Background: Spindle cell oncocytomas (SCOs) are rare, benign primary tumours of the posterior pituitary gland, characterized by a proliferation of spindle-shaped cells. They are low-grade non-neuroendocrine neoplasms and are often diagnosed as non-functioning pituitary adenomas until the immunohistochemistry shows the characteristic findings, lack of pituitary hormone immunoreactivity and lineage-specific transcription factors.
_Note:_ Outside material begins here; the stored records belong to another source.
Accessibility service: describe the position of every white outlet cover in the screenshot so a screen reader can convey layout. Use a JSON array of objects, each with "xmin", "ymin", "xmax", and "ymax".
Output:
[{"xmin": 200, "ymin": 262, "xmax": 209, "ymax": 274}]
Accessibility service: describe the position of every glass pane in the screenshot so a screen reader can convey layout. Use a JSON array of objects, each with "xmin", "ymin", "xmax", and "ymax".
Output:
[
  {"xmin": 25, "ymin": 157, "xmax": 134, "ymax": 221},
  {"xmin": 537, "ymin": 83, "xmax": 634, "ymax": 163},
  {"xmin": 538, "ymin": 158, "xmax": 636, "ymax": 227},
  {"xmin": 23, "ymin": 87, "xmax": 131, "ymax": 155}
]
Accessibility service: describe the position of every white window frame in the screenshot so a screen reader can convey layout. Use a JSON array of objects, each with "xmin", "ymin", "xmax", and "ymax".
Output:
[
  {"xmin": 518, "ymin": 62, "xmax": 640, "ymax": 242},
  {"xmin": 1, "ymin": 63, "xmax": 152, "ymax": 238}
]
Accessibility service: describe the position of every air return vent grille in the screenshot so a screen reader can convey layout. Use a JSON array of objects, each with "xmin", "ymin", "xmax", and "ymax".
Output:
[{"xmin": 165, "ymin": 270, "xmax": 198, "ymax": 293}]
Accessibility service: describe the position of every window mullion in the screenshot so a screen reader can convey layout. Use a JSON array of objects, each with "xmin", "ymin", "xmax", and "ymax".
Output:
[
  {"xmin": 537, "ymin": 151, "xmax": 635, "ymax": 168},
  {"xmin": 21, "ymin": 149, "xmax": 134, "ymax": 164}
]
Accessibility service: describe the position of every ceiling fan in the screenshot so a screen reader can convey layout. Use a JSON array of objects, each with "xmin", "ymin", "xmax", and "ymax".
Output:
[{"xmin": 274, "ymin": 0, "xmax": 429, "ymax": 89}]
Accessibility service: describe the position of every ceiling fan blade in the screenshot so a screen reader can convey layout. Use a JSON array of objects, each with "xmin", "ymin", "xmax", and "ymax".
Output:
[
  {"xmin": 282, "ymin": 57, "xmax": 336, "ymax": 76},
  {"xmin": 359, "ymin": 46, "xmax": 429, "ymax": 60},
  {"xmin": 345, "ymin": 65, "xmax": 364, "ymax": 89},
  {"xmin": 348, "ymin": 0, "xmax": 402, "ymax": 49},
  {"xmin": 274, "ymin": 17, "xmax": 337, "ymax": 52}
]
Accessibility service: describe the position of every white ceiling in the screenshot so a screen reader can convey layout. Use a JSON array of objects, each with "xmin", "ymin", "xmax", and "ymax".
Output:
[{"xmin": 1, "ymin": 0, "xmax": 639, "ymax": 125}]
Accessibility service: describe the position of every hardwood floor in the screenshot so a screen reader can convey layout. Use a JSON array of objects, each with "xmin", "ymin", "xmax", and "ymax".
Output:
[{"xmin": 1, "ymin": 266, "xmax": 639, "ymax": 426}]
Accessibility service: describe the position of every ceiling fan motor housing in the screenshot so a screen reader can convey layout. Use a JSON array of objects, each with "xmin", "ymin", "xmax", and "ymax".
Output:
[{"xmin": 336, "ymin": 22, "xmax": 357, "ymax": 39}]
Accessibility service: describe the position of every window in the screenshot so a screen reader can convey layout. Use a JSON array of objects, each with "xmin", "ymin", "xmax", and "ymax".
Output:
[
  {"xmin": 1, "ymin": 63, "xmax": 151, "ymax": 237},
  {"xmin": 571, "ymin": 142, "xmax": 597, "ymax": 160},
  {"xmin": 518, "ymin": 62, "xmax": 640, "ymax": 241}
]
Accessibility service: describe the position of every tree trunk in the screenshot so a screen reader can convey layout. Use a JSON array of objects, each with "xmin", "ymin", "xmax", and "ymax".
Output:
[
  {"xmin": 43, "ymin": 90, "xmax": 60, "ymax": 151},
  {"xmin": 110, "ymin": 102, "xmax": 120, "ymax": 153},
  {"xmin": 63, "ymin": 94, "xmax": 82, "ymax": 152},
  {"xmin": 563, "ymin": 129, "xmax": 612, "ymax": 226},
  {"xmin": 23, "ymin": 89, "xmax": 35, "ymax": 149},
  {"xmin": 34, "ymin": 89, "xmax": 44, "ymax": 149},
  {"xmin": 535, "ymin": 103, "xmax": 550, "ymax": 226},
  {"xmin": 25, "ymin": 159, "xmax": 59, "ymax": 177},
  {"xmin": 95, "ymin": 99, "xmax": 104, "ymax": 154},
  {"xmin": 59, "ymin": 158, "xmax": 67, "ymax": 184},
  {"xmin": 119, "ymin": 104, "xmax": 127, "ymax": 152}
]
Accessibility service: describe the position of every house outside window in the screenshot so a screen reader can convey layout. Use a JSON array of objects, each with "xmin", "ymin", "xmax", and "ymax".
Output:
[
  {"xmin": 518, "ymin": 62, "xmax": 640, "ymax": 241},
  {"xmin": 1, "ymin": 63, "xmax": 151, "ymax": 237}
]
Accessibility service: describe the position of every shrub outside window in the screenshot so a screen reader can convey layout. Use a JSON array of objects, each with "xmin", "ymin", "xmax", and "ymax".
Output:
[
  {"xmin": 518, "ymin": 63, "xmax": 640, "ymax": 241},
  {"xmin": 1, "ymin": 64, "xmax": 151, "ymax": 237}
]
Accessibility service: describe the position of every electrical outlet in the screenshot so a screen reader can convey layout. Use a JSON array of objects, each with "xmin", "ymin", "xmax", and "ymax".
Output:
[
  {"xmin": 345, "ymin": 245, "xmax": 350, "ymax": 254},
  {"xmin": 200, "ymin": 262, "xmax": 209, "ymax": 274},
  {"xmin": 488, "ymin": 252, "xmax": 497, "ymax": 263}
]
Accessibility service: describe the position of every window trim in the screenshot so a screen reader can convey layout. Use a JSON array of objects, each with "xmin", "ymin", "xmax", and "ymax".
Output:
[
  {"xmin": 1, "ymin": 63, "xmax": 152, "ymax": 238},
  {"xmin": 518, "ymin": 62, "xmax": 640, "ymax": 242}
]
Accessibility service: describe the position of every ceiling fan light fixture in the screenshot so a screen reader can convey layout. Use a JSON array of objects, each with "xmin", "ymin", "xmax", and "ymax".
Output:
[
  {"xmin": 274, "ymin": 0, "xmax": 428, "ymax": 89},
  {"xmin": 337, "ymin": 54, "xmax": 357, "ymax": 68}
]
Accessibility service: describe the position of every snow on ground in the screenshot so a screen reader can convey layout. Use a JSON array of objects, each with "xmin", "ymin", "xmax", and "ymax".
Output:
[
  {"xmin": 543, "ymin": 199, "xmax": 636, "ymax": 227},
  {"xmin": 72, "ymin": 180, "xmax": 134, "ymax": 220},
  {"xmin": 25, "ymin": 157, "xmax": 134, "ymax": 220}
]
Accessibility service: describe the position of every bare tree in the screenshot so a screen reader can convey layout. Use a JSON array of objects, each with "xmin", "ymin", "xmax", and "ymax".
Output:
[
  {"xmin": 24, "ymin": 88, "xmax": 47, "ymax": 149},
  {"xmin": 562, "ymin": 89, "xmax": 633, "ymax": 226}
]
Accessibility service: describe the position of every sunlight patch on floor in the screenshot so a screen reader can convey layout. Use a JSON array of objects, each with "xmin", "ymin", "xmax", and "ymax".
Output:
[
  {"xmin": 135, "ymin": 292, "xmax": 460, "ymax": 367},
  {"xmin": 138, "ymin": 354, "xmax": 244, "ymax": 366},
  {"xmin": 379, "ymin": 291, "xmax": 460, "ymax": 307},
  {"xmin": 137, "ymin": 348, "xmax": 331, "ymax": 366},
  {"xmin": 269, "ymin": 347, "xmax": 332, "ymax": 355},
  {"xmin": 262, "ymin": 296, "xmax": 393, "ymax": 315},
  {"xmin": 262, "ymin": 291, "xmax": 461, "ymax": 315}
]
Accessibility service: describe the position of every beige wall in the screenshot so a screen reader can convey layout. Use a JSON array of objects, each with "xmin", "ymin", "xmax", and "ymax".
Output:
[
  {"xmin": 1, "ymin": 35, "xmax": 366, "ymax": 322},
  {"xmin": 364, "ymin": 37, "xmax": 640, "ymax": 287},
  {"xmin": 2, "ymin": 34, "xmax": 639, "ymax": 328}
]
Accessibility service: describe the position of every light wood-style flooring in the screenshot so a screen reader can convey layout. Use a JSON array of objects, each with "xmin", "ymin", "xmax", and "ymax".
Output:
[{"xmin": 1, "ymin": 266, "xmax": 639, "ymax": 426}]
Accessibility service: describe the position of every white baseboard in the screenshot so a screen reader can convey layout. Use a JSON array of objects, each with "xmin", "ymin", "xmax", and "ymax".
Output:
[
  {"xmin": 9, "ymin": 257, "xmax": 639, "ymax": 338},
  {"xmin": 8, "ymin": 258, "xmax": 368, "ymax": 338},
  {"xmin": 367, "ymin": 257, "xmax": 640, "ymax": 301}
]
Case: We report the case of a 66-year-old female who presented with adrenal insufficiency and was found to have bitemporal hemianopia. Pituitary MRI confirmed a pituitary lesion with chiasm compression. She was confirmed to have panhypopituitarism. Her case was discussed in the pituitary multidisciplinary team meeting, with radiologically appearances of a pituitary adenoma. The patient underwent trans-sphenoidal resection of the tumour. Intraoperatively the lesion appeared typical of an adenoma. Part of tumour was left behind as adherent to the posterior diaphragma sellae. Histopathology showed a SCO, neoplastic cells had positive immunoreactivity for TTF-1, focal expression of EMA and negative expression of pituitary transcription factors (SF1, T-Pit, Pit-1). The Ki-67 proliferation index was 15 to 20%. Further characterisation by DNA methylation studies confirmed the histopathological diagnosis. Vision improved after surgery. Post-operative MRI showed a left sided sellar residuum but the large bulk of tumour removed decompressing the optic chiasm. 6 monthly surveillance scans showed no growth of the tumour.

Conclusions: SCOs of the pituitary are rare tumours mostly presenting with progressive symptoms of pituitary dysfunction and or mass effects, particularly visual disturbances. Most reports indicate a peak incidence in the fifth and sixth decades. Early diagnosis and surgical resection are key to improve patient outcomes. Histopathological evaluation remains crucial for confirming the diagnosis. Imaging features are nondescript. Surgical resection is the treatment of choice in most of cases, although hypervascularity and adherence can hinder complete excision. Radiotherapy is reserved for recurrences. Despite a generally favourable prognosis, recurrence necessitates long-term follow-up.